Gartner EA Summit: Nick Gall Keynote
The EA Summit has begun and Nick Gall is giving the opening keynote. He’s discussing a “middle-out” architecture style that “enables decentralized change through … minimal constraints.” He’s working hard to not digress into a REST discussion. 🙂 The visual metaphor is an hourglass, where there’s a small set of constraints in the middle that enables things to work, and things that grow outward in both directions. In the upward direction, it’s about the business. Many businesses can all be made to fit within these small constraints. Going down it is about the technology. Once again, there’s a multitude of technologies that can be made to fit those constraints. Many web servers all support the core web protocols.
Beyond the natural ties back to a REST approach, there’s a lot of truth to this metaphor. Both the business and the technology can be viewed as a hierarchical set of constraints. There are a small set of high level constraints that control everything that goes on underneath them. Architecture begins with these, and they are broadly applicable. Put too many of these things in the middle and, as Nick puts it, your waistline grows. If your waistline grows, things get more bloated, and you need more and management, process, etc. to ensure the adoption of these constraints and all of the exceptions associated with them. Doing income taxes comes to mind, for me. How many of the questions on my tax form are applicable to me? Having to go through the process of them makes things more complicated. Many things on the tax forms are so complicated that it’s difficult for an individual to know whether they even apply or not. At the opposite extreme, the narrowest of waistlines would be a standard flat tax. No exceptions, no complexity, just take 17% (or some other appropriate number) and give it to the government. Is there a need to distribute that tax to the local, regional, and federal agencies? Yes, but does that complexity need to be exposed to everyone in the middle? No, it doesn’t. Move it up/down in the hourglass to the areas that care about it, but don’t expose it generally to everyone.
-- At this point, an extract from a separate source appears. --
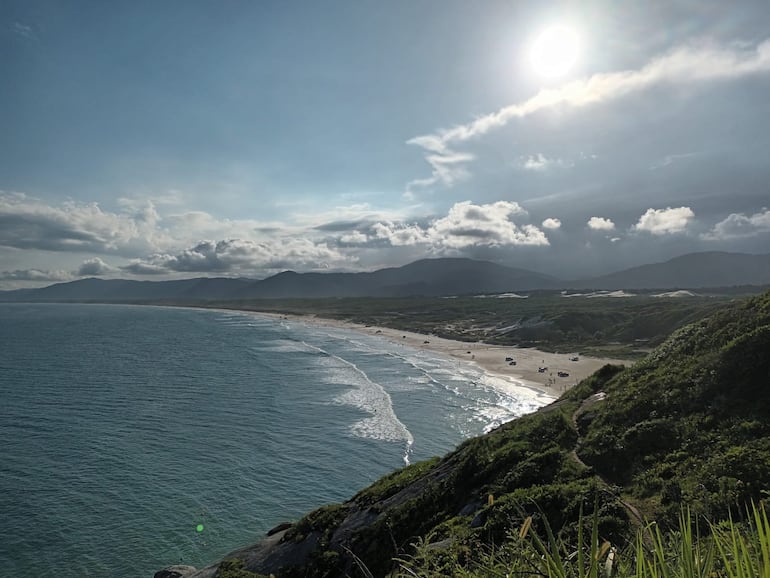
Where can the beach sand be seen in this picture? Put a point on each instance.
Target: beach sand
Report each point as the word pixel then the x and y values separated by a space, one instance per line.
pixel 490 358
If nothing else, Nick has certainly managed to get me noodling on this whole “narrow waistline” and hourglass approach. It’s a very interesting concept. The immediate concern that I have is that there’s a lot of changes that go on within the sands of the hourglass, and there’s a tendency for things to push toward the middle. To make this work, I think we’ll need appropriate guidance on how to maintain our perfect hourglass shape over time. I suggest using analogies of eating healthy and exercising frequently.